Des chercheurs britanniques ont analysé l'impact des habitudes de sommeil à partir des données de la UK Biobank, qui suit un demi-million de Britanniques depuis 2007. Parmi eux, certains portent des variants génétiques augmentant le risque d'obésité. Même avec une alimentation surveillée et une activité physique régulière, une bonne hygiène de sommeil s'ajoute désormais comme facteur clé de prévention.
Les siestes diurnes, le travail de nuit et le travail posté augmentent également le risque d'obésité
Un sommeil trop court (moins de 7 heures par nuit) ou trop long (plus de 9 heures) accroît significativement le risque de surpoids. Les personnes dormant plus de 9 heures pèsent en moyenne 4 kg de plus que celles ayant les mêmes gènes à risque mais un sommeil optimal (7-9 heures).
Les petits dormeurs, quant à eux, affichent 2 kg supplémentaires en moyenne. Les siestes diurnes, le travail de nuit et posté aggravent aussi ce risque. Aucune différence notable n'a été observée entre hommes et femmes sans prédisposition génétique.
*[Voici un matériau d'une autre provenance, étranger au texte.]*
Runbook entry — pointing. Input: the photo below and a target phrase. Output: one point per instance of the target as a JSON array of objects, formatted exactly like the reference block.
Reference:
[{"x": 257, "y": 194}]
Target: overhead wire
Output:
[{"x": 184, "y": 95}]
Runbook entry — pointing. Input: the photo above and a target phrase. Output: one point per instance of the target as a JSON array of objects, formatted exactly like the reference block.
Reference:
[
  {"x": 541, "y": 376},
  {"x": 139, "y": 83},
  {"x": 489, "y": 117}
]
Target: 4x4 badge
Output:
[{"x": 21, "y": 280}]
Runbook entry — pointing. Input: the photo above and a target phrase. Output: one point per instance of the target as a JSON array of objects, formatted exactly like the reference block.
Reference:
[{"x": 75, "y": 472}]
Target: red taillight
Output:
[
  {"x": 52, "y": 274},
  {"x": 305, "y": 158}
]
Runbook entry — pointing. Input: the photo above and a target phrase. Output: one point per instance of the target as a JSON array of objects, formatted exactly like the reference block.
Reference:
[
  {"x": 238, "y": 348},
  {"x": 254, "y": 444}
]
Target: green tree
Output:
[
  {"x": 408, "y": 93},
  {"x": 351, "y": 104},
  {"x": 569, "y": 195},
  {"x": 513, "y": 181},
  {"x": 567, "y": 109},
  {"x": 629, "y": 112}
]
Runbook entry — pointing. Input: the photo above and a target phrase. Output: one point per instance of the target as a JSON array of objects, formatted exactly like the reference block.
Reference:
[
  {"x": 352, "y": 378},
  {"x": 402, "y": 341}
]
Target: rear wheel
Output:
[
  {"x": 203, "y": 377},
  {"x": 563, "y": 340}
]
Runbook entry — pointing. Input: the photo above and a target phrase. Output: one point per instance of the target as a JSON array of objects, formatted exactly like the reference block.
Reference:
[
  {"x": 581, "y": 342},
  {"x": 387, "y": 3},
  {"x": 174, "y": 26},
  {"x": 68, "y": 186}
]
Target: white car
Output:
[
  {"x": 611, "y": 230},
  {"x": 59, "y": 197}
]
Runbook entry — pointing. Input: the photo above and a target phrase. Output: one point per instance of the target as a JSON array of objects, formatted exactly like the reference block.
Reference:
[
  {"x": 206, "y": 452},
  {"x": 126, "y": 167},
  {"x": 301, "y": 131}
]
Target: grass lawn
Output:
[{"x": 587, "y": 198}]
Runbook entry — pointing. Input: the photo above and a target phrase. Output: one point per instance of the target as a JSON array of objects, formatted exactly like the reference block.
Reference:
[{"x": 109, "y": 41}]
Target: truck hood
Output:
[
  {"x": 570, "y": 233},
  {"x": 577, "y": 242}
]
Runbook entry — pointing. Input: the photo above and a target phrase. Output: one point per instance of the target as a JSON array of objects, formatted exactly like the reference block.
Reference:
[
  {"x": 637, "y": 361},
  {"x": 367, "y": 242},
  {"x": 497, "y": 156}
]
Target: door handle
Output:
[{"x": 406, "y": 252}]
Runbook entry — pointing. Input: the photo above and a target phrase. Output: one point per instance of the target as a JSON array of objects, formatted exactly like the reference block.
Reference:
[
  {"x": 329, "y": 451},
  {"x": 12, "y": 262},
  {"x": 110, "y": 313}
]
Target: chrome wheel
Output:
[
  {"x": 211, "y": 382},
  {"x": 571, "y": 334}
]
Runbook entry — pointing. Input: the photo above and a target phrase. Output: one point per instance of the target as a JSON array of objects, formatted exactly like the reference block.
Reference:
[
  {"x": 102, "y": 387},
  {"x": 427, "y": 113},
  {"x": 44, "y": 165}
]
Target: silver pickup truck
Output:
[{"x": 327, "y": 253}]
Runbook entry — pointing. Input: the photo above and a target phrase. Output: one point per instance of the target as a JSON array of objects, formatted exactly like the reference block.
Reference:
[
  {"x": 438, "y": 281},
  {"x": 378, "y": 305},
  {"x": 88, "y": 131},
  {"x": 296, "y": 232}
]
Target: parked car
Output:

Cette corrélation est bien liée au rythme de sommeil, affirment Carlos Celis et ses collègues dans l'American Journal of Clinical Nutrition. Les chercheurs ont ajusté leurs analyses pour tenir compte des habitudes alimentaires, problèmes de santé et statut socio-économique.
"Les personnes à haut risque génétique d'obésité devraient prêter une attention particulière à leur sommeil, en complément d'un régime équilibré et d'une activité physique", souligne Carlos Celis.